The middle-school teacher was first licensed to teach in B.C. in 2001 and the school district confirms the girl was 17 at the time of the incident and had recently graduated.
At one point, Wasylik approached the former student and spoke to her for five minutes, commenting on her appearance, saying she was looking "f--king hot."
He showed her photos of himself, including a shirtless one, and later walked her to her car after her shift, hugging her and kissing her neck.
In November 2016, Wasylik was suspended for three days without pay by the school district and he was required to complete a course on reinforcing respectful professional boundaries after denying the allegations.

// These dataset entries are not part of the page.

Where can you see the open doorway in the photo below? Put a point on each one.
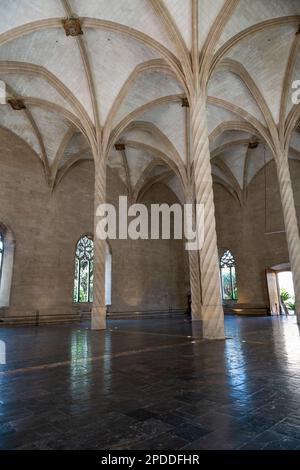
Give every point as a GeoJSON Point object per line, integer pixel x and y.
{"type": "Point", "coordinates": [281, 290]}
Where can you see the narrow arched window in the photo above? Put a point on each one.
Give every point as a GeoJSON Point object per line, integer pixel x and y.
{"type": "Point", "coordinates": [228, 276]}
{"type": "Point", "coordinates": [83, 280]}
{"type": "Point", "coordinates": [84, 275]}
{"type": "Point", "coordinates": [1, 253]}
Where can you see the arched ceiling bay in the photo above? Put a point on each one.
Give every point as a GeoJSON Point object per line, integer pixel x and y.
{"type": "Point", "coordinates": [127, 75]}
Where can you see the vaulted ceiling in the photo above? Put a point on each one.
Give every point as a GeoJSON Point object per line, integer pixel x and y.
{"type": "Point", "coordinates": [125, 76]}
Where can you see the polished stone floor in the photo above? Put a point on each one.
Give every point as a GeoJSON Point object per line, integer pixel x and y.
{"type": "Point", "coordinates": [151, 384]}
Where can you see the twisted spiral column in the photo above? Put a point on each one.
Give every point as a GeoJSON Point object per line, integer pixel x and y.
{"type": "Point", "coordinates": [290, 222]}
{"type": "Point", "coordinates": [99, 307]}
{"type": "Point", "coordinates": [212, 309]}
{"type": "Point", "coordinates": [194, 271]}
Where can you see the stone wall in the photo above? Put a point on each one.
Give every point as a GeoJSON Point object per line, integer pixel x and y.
{"type": "Point", "coordinates": [255, 235]}
{"type": "Point", "coordinates": [47, 225]}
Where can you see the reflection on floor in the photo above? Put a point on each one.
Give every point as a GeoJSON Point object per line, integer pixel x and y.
{"type": "Point", "coordinates": [151, 384]}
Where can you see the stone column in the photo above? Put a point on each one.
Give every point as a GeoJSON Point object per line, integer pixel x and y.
{"type": "Point", "coordinates": [290, 222]}
{"type": "Point", "coordinates": [194, 272]}
{"type": "Point", "coordinates": [212, 309]}
{"type": "Point", "coordinates": [99, 307]}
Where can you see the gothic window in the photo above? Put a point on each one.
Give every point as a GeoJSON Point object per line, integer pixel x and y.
{"type": "Point", "coordinates": [228, 276]}
{"type": "Point", "coordinates": [83, 280]}
{"type": "Point", "coordinates": [84, 264]}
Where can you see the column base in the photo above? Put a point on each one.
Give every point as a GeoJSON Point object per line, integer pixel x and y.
{"type": "Point", "coordinates": [98, 318]}
{"type": "Point", "coordinates": [213, 322]}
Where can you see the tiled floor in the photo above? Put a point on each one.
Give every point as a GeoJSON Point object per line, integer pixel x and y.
{"type": "Point", "coordinates": [151, 385]}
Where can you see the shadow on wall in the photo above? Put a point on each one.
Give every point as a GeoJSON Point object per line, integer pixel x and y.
{"type": "Point", "coordinates": [7, 250]}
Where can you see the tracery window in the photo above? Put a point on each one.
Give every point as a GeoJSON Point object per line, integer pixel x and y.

Less than one month after the incident, the school district says it submitted an investigation report to the teacher regulation branch.
The subsequent consent resolution agreement revealed that Wasylik was dishonest in his denial to the school district. After this was revealed, he was fired in August 2019.
Appealing the dismissal
The Kamloops Thompson Teachers' Association stepped in and grieved his dismissal and won based on the argument he was let go after already being punished for the same incident when he was suspended without pay for three days.
The school district's Sullivan says officials are not satisfied with the decision because the teacher initially denied wrongdoing.
"One of the major reasons that they felt so strongly was because the original termination was for dishonesty in relation to the inappropriate sexual misconduct," Sullivan said.
Arbitrator Ken Saunders said the argument of double jeopardy comes into play in reinstating Wasylik. That means the employer — the school district — could not punish him twice for the same case with both a suspension and then dismissal.
"It would be contrary to ... the finality of settlements to permit the employer to discipline the grievor in 2019 for substantially the same conduct [from 2016]."
"I conclude the employer has not established just cause for discipline. The dismissal fails at the first stage of the test for just cause ... and there is no basis to substitute another penalty. The grievor must be reinstated," Saunders said in the decision.
Sullivan said there's no word on when the labour board will hear the appeal, but he said Wasylik is not currently teaching in the district.
"We have teaching standards in British Columbia and they apply to teachers whether they're on the job or off the job," Sullivan said.